El fin de la esquizofrenia

Autor, director, régisseur y cantante, Alejandro Tantanian tiene pelos en muchos lugares, salvo en la lengua. Confeso “aburguesado” a sus 40, se jacta de que la vida le haya dado eso que tantas veces quiso y tan poco le había durado hasta ahora. El sabrá. Aquí, adolescencia y pasión de un hombre capaz de reescribir a Shakespeare, Dostoievski o Brecht como cantar boleros cual diva trágica.

› Por Marta Dillon

¿Cuánto creés que influye la biografía de un autor en el modo en que se leen o ven sus obras?

—A mí me parece que la cuestión de la identidad es importante, pero también depende del contexto cultural general. Por darte un ejemplo, hace poco estuve en Berlín justo para la marcha del orgullo gay y es algo extraordinario, no sólo por la cantidad de gente que va sino por la cantidad de cosas que suceden a nivel de producción. Acá también se hace pero, inmersos en esta cultura, lo que se sigue reflejando en los medios es la nota de color de la señoragritando “puto” a uno que está subido a tacos de dos metros.

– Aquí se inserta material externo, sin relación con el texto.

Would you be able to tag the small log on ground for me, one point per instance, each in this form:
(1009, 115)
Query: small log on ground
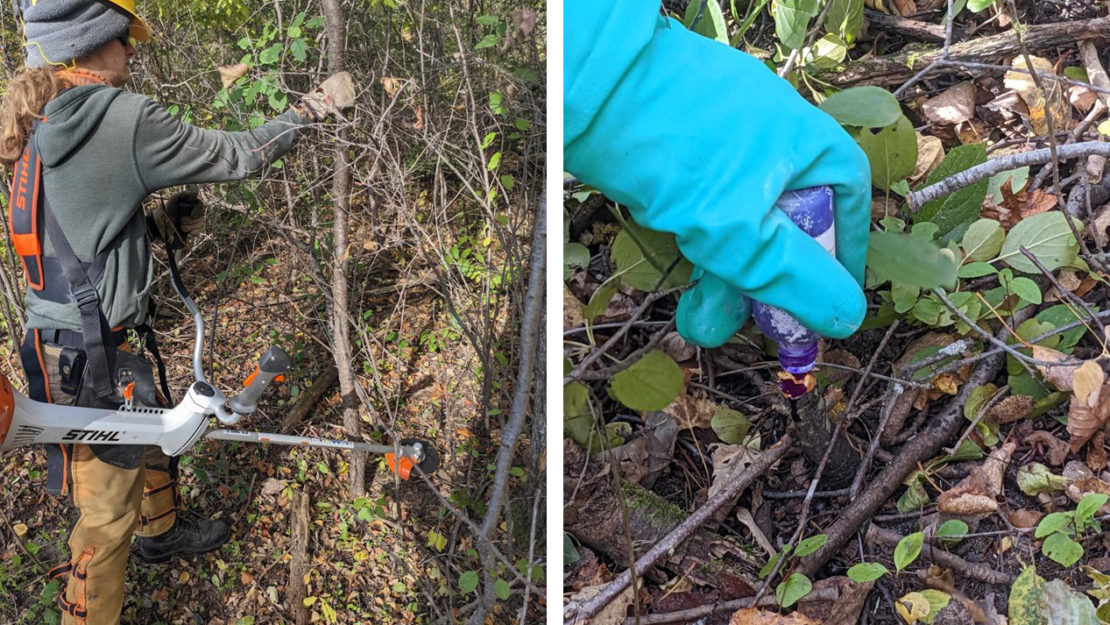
(592, 514)
(895, 69)
(310, 399)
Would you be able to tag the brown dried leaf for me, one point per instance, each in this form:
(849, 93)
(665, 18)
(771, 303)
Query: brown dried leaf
(756, 616)
(976, 494)
(1097, 451)
(1083, 482)
(392, 84)
(644, 459)
(614, 613)
(1050, 102)
(1060, 375)
(930, 151)
(954, 106)
(1025, 517)
(1085, 420)
(1057, 450)
(230, 73)
(1087, 382)
(1011, 409)
(1081, 98)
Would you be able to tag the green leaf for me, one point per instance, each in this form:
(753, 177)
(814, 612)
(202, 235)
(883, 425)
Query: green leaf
(1088, 506)
(651, 383)
(1067, 606)
(866, 572)
(468, 582)
(791, 20)
(577, 414)
(891, 151)
(1060, 548)
(954, 528)
(1051, 523)
(1027, 598)
(1046, 235)
(300, 50)
(904, 295)
(908, 548)
(793, 588)
(976, 270)
(1027, 290)
(910, 260)
(642, 255)
(828, 51)
(487, 41)
(730, 426)
(271, 54)
(712, 22)
(1017, 178)
(1060, 315)
(868, 107)
(809, 545)
(982, 240)
(962, 207)
(845, 18)
(1035, 479)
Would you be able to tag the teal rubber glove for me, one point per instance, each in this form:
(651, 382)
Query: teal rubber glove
(699, 140)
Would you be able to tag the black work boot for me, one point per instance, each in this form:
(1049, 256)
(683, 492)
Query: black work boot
(187, 536)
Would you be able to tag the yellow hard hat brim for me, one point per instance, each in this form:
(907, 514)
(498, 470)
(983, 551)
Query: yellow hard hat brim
(139, 32)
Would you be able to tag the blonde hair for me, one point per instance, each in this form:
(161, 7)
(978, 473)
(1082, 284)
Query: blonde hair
(27, 93)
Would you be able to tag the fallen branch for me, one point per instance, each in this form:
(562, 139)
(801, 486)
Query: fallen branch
(309, 399)
(914, 29)
(968, 177)
(918, 450)
(896, 68)
(975, 571)
(692, 614)
(577, 613)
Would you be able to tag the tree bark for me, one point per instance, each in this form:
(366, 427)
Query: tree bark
(335, 26)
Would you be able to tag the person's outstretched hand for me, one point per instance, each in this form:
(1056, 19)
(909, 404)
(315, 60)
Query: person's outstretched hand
(699, 139)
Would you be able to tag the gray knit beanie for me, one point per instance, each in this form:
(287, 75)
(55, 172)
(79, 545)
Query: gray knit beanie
(58, 31)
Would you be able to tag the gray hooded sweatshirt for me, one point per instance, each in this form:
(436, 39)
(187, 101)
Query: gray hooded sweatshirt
(103, 150)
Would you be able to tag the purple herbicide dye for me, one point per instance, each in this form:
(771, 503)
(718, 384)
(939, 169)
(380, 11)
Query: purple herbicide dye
(810, 210)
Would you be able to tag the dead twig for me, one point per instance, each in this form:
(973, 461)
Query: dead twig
(975, 571)
(581, 612)
(968, 177)
(889, 480)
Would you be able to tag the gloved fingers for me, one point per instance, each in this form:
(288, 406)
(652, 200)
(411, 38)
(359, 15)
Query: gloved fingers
(183, 203)
(710, 311)
(853, 208)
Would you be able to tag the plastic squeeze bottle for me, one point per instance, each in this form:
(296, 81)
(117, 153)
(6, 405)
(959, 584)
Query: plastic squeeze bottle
(810, 210)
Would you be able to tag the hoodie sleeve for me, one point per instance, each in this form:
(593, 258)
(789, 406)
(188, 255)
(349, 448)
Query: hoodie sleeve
(170, 152)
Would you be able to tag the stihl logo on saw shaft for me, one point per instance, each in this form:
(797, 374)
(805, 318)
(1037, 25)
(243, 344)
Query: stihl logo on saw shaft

Acá prevalece la estigmatización.

—Y sí, pero a la vez si pienso en mi adolescencia en esta ciudad y veo a los adolescentes ahora... está buenísimo. Yo entré a la secundaria en el ’79. Y fui al Nacional Buenos Aires, que ya era como una sucursal del Ejército. Viví todo el descubrimiento de mi sexualidad durante la dictadura... Aunque, en realidad, no puedo hablar de descubrimiento.

¿Por qué?

—Porque para mí siempre fue así, no descubrí que me gustaban los hombres, siempre me pasó. Lo que se dio fue un encadenamiento lógico desde los tipos de héroes que me gustaban cuando era chico hasta los juegos que me gustaba entablar, me parecía que caía de maduro.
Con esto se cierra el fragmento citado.